Os três parafusos

Neno Vasco

Dezembro de 1912


Primeira Edição: revista A Sementeira, Nº 50 da 1ª série, dezembro de 1912.

Fonte: https://ultimabarricada.wordpress.com/neno-vasco/obras-de-neno-vasco/os-tres-parafusos/

Transcrição e HTML: Fernando Araújo.


No último capítulo do seu livro Qual é a minha vida? Tolstoi compara engenhosamente a parafusos os modos da escravidão moderna.

Cada escravidão se baseia sobre a violência brutal, sobre uma ameaça de morte. Se um homem tem uma alimentação e um vestuário insuficientes, obriga os filhinhos a um trabalho superior às suas forças, vai, muitas vezes longe da sua terra, dedicar toda a vida a um trabalho repugnante e inútil, é porque é constrangido por uma ameaça de morte. Os homens muitas vezes não notam tal ameaça e julgam-se ingenuamente livres. É porque a disfarçaram sob novas formas e palavras.

Na antiguidade, o meio de escravizar e a ameaça de morte eram evidentes. Havia a escravatura pessoal e a espada. O senhor dizia ao seu escravo: «És meu prisioneiro, posso matarte; mas se trabalhares para mim, perdoo-te; se não fizeres o que eu te mandar, mato-te». Eis o primeiro parafuso, o parafuso-base, o mais importante ainda: a espada.
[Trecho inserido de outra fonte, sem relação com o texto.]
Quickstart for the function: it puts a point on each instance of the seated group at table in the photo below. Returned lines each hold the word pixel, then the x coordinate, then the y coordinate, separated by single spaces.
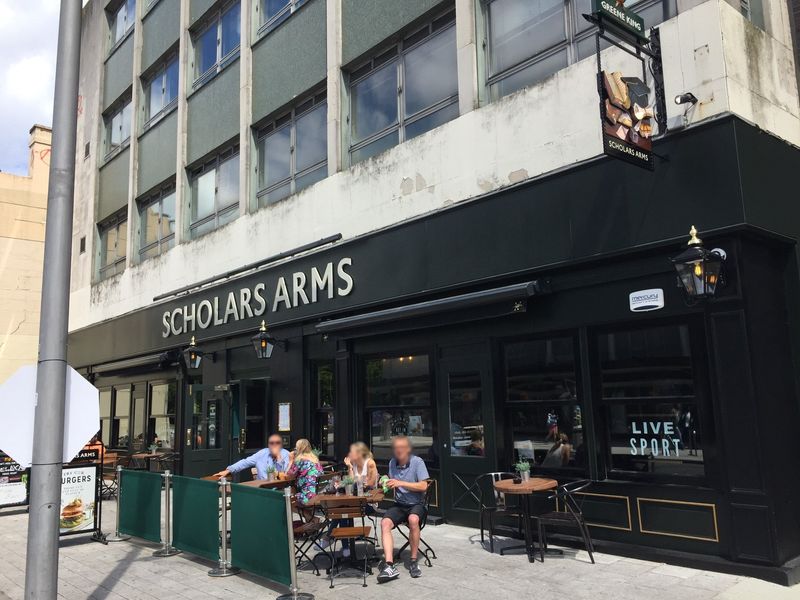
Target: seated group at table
pixel 407 477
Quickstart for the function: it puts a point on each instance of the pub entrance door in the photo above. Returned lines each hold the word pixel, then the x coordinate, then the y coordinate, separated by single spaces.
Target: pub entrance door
pixel 466 418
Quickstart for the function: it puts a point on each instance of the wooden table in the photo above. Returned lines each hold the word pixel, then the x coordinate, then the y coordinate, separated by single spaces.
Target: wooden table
pixel 525 489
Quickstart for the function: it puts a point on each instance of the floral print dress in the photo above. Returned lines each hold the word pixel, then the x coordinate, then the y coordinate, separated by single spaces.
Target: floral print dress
pixel 306 473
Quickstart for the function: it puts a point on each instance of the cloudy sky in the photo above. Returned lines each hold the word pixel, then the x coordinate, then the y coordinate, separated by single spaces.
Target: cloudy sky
pixel 28 35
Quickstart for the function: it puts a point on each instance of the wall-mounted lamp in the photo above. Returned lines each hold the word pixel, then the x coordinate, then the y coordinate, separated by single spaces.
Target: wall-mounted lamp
pixel 264 343
pixel 699 270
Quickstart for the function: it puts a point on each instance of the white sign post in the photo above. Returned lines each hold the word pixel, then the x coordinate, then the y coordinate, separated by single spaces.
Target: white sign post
pixel 18 405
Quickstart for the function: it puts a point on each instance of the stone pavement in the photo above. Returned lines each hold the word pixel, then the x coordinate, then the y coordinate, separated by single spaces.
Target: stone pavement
pixel 128 571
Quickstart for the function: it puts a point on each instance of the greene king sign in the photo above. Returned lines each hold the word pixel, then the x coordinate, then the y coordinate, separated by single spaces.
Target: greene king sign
pixel 281 294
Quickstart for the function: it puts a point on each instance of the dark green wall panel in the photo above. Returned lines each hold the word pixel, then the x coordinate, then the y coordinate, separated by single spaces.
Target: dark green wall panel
pixel 161 30
pixel 158 150
pixel 290 60
pixel 113 185
pixel 118 72
pixel 367 24
pixel 214 113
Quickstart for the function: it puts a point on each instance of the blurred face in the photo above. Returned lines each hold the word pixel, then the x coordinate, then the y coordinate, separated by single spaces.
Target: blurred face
pixel 402 451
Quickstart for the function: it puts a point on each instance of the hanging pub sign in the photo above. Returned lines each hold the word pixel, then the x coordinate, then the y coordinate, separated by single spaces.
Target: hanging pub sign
pixel 13 483
pixel 627 119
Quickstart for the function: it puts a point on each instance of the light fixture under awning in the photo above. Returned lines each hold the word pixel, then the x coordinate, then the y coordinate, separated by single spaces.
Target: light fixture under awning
pixel 513 294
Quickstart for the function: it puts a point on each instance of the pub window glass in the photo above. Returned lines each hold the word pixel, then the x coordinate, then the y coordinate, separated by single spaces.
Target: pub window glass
pixel 399 402
pixel 545 412
pixel 649 396
pixel 323 386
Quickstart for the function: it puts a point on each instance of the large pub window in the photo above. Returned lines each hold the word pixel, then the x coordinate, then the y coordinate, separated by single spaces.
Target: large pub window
pixel 545 415
pixel 399 401
pixel 323 390
pixel 650 402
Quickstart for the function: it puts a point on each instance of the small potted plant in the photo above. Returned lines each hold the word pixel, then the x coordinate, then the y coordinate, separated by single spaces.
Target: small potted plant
pixel 523 467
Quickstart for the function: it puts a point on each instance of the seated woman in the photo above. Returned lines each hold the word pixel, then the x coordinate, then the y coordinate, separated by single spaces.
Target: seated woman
pixel 306 470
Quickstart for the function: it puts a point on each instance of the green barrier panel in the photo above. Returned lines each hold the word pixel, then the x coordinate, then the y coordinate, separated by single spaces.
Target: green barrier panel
pixel 140 504
pixel 195 516
pixel 259 533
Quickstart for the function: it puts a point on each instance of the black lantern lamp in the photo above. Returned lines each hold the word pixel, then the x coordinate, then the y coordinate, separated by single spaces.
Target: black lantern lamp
pixel 193 355
pixel 699 270
pixel 264 343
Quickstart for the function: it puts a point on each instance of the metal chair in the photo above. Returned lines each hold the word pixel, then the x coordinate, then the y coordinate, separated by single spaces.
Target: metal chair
pixel 571 516
pixel 427 552
pixel 493 503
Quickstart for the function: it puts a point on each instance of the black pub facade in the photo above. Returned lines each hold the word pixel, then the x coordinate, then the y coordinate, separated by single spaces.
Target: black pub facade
pixel 487 330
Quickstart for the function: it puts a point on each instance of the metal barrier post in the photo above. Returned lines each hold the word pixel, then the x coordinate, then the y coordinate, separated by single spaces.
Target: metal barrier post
pixel 118 537
pixel 293 594
pixel 167 549
pixel 224 569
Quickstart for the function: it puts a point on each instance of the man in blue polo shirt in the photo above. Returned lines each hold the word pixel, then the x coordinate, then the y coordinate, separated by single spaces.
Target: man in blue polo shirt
pixel 274 455
pixel 407 477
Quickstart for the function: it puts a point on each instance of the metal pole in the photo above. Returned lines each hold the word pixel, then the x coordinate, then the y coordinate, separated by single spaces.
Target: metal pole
pixel 118 537
pixel 224 569
pixel 41 567
pixel 166 548
pixel 293 594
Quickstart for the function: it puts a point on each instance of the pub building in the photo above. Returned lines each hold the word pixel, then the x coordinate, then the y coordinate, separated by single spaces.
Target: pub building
pixel 650 319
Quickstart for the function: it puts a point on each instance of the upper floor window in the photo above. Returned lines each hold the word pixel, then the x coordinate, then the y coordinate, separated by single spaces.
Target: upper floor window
pixel 215 193
pixel 293 151
pixel 118 126
pixel 162 90
pixel 529 40
pixel 113 234
pixel 157 223
pixel 218 43
pixel 405 91
pixel 274 12
pixel 122 21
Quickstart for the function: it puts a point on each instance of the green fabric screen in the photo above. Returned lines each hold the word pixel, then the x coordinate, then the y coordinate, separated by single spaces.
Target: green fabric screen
pixel 260 533
pixel 195 516
pixel 140 504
Mas a civilização complica-se. O senhor só pode ter um número restrito de escravos, sendo forçado a cuidar deles. Demais deve ter a ameaça de morte sempre suspensa sobre a cabeça do escravo. É preciso outro parafuso: é a propriedade da terra e das provisões, é a fome. O senhor diz ao servo: «Posso fazer-te morrer de fome, porque o trigo é meu; mas dou-te um pouco, se em troca fizeres o que eu ordenar». A espada subsiste ainda, mas sobretudo para guardar as provisões, para as defender contra os ataques dos roubados. Estes, constrangidos pela fome, vêm oferecer-se, vender-se de per si aos administradores das riquezas do país, aos donos dos celeiros (Génesis, XLVII, 13 a 26). A escravidão abrange maior número de servos, que não é preciso ir buscar à força, nem alimentar, nem vestir. É verdade que o senhor tem de repartir com mais associados, mais funcionários: soldados e administradores; mas também tem mais interessados na conservação do domínio. Todos os proprietários, e os que o podem vir a ser por um feliz concurso de circunstâncias, são associados.
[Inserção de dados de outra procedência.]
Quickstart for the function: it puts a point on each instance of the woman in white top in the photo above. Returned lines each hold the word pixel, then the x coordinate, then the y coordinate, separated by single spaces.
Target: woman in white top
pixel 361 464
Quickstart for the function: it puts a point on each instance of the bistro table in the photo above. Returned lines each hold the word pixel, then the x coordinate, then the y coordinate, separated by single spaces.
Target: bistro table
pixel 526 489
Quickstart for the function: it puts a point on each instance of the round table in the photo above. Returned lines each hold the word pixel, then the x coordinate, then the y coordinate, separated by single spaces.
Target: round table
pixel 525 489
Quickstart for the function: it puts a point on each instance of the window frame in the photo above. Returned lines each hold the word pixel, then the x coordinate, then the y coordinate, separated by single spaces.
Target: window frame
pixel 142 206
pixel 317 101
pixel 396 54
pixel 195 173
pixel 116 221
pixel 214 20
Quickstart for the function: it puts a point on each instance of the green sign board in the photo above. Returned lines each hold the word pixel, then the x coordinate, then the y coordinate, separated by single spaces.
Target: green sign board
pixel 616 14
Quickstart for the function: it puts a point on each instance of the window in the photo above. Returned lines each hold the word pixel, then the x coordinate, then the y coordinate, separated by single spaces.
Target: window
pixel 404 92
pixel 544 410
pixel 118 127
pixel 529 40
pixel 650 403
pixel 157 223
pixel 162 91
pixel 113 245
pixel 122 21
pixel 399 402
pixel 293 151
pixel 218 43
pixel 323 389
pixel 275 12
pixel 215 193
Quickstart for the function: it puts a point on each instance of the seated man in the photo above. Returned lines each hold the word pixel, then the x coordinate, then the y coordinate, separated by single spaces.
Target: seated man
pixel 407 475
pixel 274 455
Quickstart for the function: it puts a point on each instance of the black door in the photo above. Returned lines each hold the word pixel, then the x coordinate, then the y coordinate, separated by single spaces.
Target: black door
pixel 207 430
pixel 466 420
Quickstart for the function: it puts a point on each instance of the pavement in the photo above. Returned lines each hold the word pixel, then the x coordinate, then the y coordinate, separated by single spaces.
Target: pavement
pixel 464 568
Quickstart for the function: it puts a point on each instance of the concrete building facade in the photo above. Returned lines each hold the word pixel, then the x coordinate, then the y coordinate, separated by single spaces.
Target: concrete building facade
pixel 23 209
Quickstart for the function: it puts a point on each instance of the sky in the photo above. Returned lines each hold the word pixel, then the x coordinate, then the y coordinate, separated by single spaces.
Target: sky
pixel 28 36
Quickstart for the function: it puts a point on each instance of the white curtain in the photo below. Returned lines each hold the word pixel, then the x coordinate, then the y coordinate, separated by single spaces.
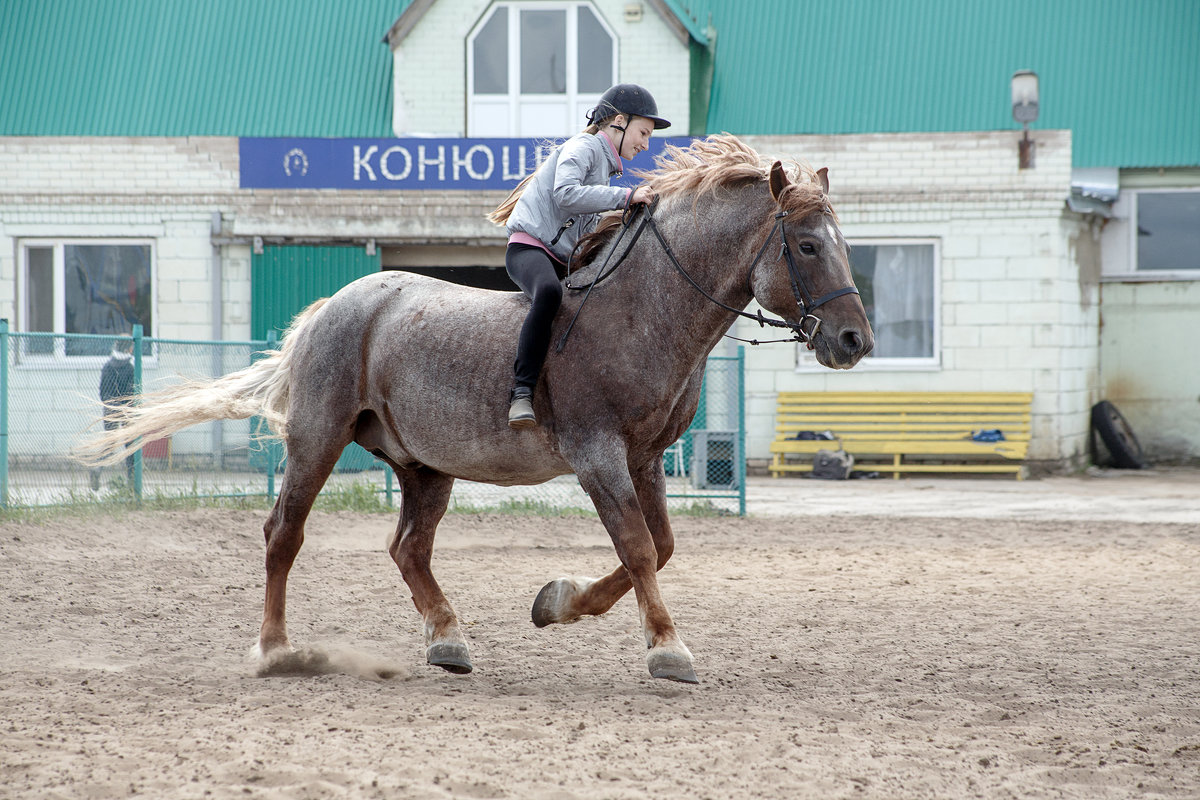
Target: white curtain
pixel 904 301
Mas a civilização complica-se ainda. É preciso outro meio mais maleável, mais flexível; é preciso não deixar escapar ninguém à escravidão. Inventa-se outro parafuso: o dinheiro, o imposto. Baseia-se também sobre a fome; mas à privação dos produtos da terra, ajunta-se a de outros objetos indispensáveis à vida: carne, peles, lã, vestuário, combustível, e mesmo casas. O escravo é obrigado a vendê-los para pagar os impostos. À fome, soma-se o frio, toda a espécie de privações. O senhor diz ao assalariado, ao contribuinte: «Disponho de ti porque tenho a espada e a terra; mas deixo-te em liberdade, se me pagas um imposto em dinheiro, que representa tudo isso. Arranja-te como puderes.» Assim o amo dispõe dos operários, não só em tempo de carestia, de fome, mas em todos os momentos. Governa-os pela privação, pela miséria. Depois poucos podem escapar, ou ninguém escapa a este meio de opressão. O opressor tem, é verdade, maior número de sócios: aumenta a burocracia, cresce o número de proprietários; mas em compensação não o amparam eles?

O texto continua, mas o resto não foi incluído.